Make it Concrete:  Once you’ve put your creativity into defining a personal, long-term goal, it’s time to get concrete about the shorter-term strategies you will use to reach that goal. Try breaking your long- term goal down to a shorter-term change, such as a weight loss of 10 pounds over the next three months. Then develop a plan for reaching that goal through your daily and weekly actions. This might include packing yourself a healthy lunch four days of your week, adding in additional workouts on your home exercise equipment and/or reducing empty calories such as sugar or alcohol. You can use the SMART acronym when defining your goal…making it Specific, Measurable, Achievable, Realistic and Time-based. This will help you to prevent developing vague “goals,” such as “eat healthier,” without having a means of measuring your progress. Your job here is to come up with a plan for the frequency of your activities, a defined ending or check-in date and a little reality checking to make sure you won’t give up entirely the first time you skip a training session. For more help in creating a concrete, personal goal, check out this resource at Sparkpeople.
Keep Your Goal Alive:  Once you’ve defined your goal and developed a plan for reaching it, find a way to bring reminders of your efforts into your daily life. You can enlist the help of others by bringing in friends, family or even an online community to increase your accountability and motivation.

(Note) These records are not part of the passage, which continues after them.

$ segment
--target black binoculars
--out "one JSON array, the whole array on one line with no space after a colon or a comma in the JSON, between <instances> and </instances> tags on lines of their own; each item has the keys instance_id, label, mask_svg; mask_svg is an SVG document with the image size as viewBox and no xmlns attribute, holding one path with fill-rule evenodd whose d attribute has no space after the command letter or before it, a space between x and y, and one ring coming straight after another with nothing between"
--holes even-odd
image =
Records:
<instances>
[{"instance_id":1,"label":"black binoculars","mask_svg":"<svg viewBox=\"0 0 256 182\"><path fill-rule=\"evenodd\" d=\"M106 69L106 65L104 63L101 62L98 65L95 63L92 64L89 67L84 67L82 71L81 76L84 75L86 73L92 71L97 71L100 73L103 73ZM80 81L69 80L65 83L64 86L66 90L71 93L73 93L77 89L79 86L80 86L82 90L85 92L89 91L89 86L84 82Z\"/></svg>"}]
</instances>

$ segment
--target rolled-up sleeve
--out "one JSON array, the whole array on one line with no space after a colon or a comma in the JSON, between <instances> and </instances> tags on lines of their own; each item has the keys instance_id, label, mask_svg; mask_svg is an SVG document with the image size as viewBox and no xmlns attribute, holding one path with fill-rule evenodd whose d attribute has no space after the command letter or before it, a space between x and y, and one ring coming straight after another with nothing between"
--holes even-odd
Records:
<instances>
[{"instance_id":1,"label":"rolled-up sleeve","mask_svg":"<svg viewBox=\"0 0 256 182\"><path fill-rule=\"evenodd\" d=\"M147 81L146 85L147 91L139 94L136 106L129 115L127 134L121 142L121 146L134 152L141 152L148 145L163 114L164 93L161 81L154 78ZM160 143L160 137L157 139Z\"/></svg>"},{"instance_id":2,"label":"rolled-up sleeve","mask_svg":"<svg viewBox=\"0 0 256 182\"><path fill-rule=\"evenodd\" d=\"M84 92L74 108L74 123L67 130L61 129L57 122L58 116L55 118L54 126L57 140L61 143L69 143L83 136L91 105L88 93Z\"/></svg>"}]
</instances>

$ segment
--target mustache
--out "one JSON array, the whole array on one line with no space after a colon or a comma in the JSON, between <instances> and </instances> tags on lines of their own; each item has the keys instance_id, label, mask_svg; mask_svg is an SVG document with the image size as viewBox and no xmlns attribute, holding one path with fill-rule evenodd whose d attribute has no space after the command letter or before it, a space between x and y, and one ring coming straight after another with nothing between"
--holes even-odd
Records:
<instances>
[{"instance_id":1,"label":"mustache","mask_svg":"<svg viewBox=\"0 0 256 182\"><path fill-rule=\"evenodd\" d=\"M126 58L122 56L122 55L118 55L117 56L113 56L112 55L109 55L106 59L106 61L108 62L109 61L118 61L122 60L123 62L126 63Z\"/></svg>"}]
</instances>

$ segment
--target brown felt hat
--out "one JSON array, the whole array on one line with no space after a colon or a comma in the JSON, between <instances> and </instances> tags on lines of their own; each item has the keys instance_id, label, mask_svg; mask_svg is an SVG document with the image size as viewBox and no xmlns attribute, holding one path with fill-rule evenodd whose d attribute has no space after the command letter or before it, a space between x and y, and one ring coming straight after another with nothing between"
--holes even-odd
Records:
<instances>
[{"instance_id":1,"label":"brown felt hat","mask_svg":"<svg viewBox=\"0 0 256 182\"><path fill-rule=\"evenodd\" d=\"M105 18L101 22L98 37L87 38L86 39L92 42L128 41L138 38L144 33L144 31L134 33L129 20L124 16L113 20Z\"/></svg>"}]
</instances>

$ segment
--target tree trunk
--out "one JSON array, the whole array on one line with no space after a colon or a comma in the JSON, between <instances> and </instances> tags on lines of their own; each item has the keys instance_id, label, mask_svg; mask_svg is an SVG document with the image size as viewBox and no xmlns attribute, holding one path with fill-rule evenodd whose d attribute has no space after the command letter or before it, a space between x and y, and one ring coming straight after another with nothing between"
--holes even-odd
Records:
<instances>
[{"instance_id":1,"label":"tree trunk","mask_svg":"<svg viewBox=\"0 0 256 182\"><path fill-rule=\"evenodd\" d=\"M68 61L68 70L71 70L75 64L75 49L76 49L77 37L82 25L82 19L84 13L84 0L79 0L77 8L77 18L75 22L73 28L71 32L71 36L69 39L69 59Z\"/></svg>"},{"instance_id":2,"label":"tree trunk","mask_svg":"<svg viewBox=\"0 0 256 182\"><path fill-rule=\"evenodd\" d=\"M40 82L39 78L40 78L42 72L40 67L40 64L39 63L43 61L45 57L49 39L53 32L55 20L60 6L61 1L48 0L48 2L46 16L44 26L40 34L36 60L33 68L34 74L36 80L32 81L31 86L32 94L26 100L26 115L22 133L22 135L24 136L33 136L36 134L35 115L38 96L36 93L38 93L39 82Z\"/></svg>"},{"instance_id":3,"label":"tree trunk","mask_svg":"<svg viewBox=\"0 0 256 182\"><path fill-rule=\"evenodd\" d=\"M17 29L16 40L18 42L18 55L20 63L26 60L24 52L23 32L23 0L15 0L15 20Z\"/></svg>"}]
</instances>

Schedule regular check-ins so that you have a way of measuring your progress. Also, create reminders in areas you’re likely to see them to help keep you on track. This might mean changing the wallpaper on your laptop to include motivating pictures and words, taping a goal race time to your treadmill to help you stick to your training schedule, putting a goal weight on the pantry door or just keeping a photo of your family where you can see it, if being healthy for them is your goal.
Weigh In: What goal-setting tricks and techniques keep you motivated to stick to your workouts at home?